As a result, the user is capable of obtaining an environment allowing the user to have a communication with a communication partner while viewing the content without the need to carry out setting, which consumes time and labor.
Next, the highlight scene is explained. As described before, the highlight scene is scene having a special editing effect such as a replay carried out by a VTR to reproduce a scene in a content. Thus, the analysis control section 101 analyzes the editing effect of a scene or identifies what the editing effect of the scene is in order to determine whether the communication with the communication partner or the viewing of the content is to be made more lively. In accordance with the analysis result, the control-information generation section 72 generates control information to be used for controlling a process of synthesizing images in a way so as to display a content display 171B and a subscreen 172B superposed on the content display 171B on a display screen 41B shown in FIG. 7.
In the case of the content image 152 reproduced in a replay by a VTR as an image showing a player producing a goal, for example, the analysis result indicates that the user probably wants to share an emotion of viewing the image showing a player producing a goal with the communication partner. Thus, in this case, the control-information generation section 72 generates control information to be used for controlling a process of synthesizing images in a way so as to display the image 152 of the content on a content display 171B with a size smaller a little bit than the content display 171A and an image of the user X on a subscreen 172B at a size larger than the subscreen 172A and a concentration higher than the subscreen 172A as a subscreen superposed on the content display 171B on the display screen 41B. At the same time, in accordance with the size of the subscreen 172B, that is, in accordance with the analysis result, the control-information generation section 72 also generates control information to be used for controlling a process of synthesizing sounds in a way so as to generate a voice of the user X at a volume larger a little bit than the volume of the sound of the user X in the relay scene.
As a result, the user is capable of obtaining an environment allowing the user to share an emotion obtained as a result of viewing the content with a communication partner without the need to carry out setting consuming time and labor.
In addition, also in the case of the CM scene, similar control is executed. That is to say, an analysis result may indicate that the user probably wants to enjoy a conversation with the communication partner during a break given in the course of the content of the soccer game or the user probably wants to exchange opinions on an advertisement shown by an image 153 in the CM scene. In this case, the control-information generation section 72 generates control information to be used for controlling a process of synthesizing images in a way so as to display the image 153 on the display screen 41C shown in FIG. 7 as a content display 171C with a size smaller a little bit than the content display 171B and display a subscreen 172C showing the image of the user X at a size larger than the subscreen 172B and a concentration higher than the subscreen 172B as a subscreen superposed on the content display 171C. At the same time, the control-information generation section 72 generates control information to be used for controlling a process of synthesizing sounds in a way so as to output the voice of the user X at a volume greater a little bit than the volume in the highlight scene in accordance with the size of the subscreen 172C, that is, in accordance with the analysis result.
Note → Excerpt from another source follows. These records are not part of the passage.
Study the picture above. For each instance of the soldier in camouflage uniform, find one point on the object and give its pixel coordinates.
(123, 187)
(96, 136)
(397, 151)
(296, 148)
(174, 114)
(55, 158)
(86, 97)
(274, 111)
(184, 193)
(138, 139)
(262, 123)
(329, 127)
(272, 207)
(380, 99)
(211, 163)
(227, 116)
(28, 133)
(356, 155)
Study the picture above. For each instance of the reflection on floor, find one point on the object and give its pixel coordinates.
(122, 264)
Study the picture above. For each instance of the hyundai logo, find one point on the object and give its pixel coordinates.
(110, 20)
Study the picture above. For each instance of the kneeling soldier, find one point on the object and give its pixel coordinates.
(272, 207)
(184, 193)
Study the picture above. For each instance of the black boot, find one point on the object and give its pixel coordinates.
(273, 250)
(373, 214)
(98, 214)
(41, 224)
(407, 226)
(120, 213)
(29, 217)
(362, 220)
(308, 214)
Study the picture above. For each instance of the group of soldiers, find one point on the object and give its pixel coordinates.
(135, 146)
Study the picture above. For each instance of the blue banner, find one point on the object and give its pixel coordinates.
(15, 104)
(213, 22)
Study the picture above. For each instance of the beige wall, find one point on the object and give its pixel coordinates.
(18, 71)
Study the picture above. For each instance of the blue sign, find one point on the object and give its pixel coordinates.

As a result, the user is capable of obtaining an environment allowing the user to exchange opinions on an advertisement of interest to the user with a communication partner or enjoy a conversation with the communication partner during a break in the course of viewing the content without the need to carry out setting, which consumes time and labor. In this case, since the user is capable of exchanging opinions immediately with the communication partner while viewing an advertisement, a desire to purchase the advertised product or service is aroused in the user.
FIG. 8 is a diagram showing another example of the content-characteristic analysis mixing process shown in FIG. 7.
For example, the remote-communication recording process is started at the step S5 of the flowchart shown in FIG. 5, and the synthesis control section 84 controls the synthesis process carried out by the audio/video synthesis section 26 in accordance with a synthesis pattern and parameters set in advance on the basis of an operation carried out by the user. In this case, the image 201D of the content being reproduced is displayed on the display screen 41D of the communication apparatus 1-1 and, at the right bottom corner of the image 201D, the image of the user X serving as the communication partner is displayed as a subscreen 202D superposed on the image 201D.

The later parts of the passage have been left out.